There's a tradition of ambitious amateurism in progrock that has been both blessing and bane in the genre. When seen in killer groups like Clear Blue Sky, it's propitious; in crap like Deyss and Heavy the World, it's onerous; in attempts like Black Sun Ensemble and Bevis Frond, it's curious and oddly attractive but too often not as praiseworthy as we'd desire. Silver Summit belongs to the lastmost category but has large potential to leap over to the first rank and thenceafter to professionality.
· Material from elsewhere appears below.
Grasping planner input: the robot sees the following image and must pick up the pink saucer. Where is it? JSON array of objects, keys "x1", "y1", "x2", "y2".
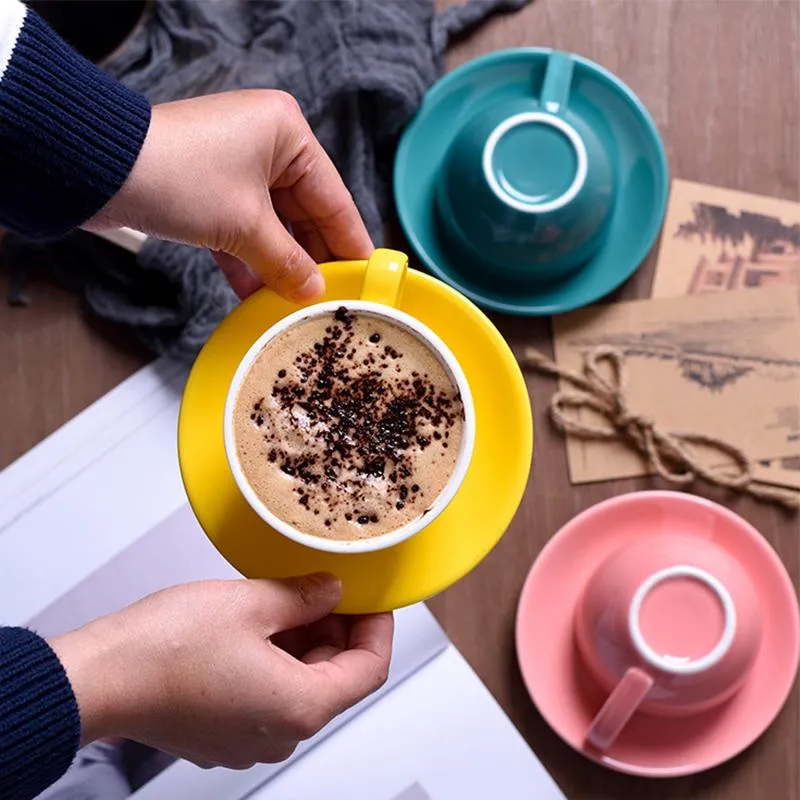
[{"x1": 516, "y1": 492, "x2": 800, "y2": 778}]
There are crit ventures devoted to this kind of material: the pretty much unreadable Ptolemaic Pterrascope and Exposť magazines as well as the equally scribblous Gnosis website. One can wallow in poorly written doggerel by boneheads there and still not get a clue, despite the fatuous worship rendered by their crews. Silver Summit deserves better than that and will get it here...but not adulation. The group is actually a duo, David Shawn Bosler and Sondra Sun-Odean, who are roaringly 70s slanted, taking in the Incredible String Band, Popul Vuh, Organic Soundscape Music, and maybe even echoes of Dzyan. The lyrics faintly hark back to early T.Rex, and the CD's an orgy of druidically psychedelic music aided by friends and associates, including Fern Knight's delicious Margaret Wienk on cello, helping two cuts tremendously in an album dripping with Turkish tapestries, lush drapery, opium states, paisley, and dark medievalism. Silver Summit shines resplendently on Apple Tree, anchored by Wienk, but Music in the Afterlife and the opening tunes are a tad sloppy, prey to the shortcomings seen long ago in LPs like Harumi's one-off and the later uneven fare of Black Sun Ensemble. The second half, however, tightens that up rather nicely.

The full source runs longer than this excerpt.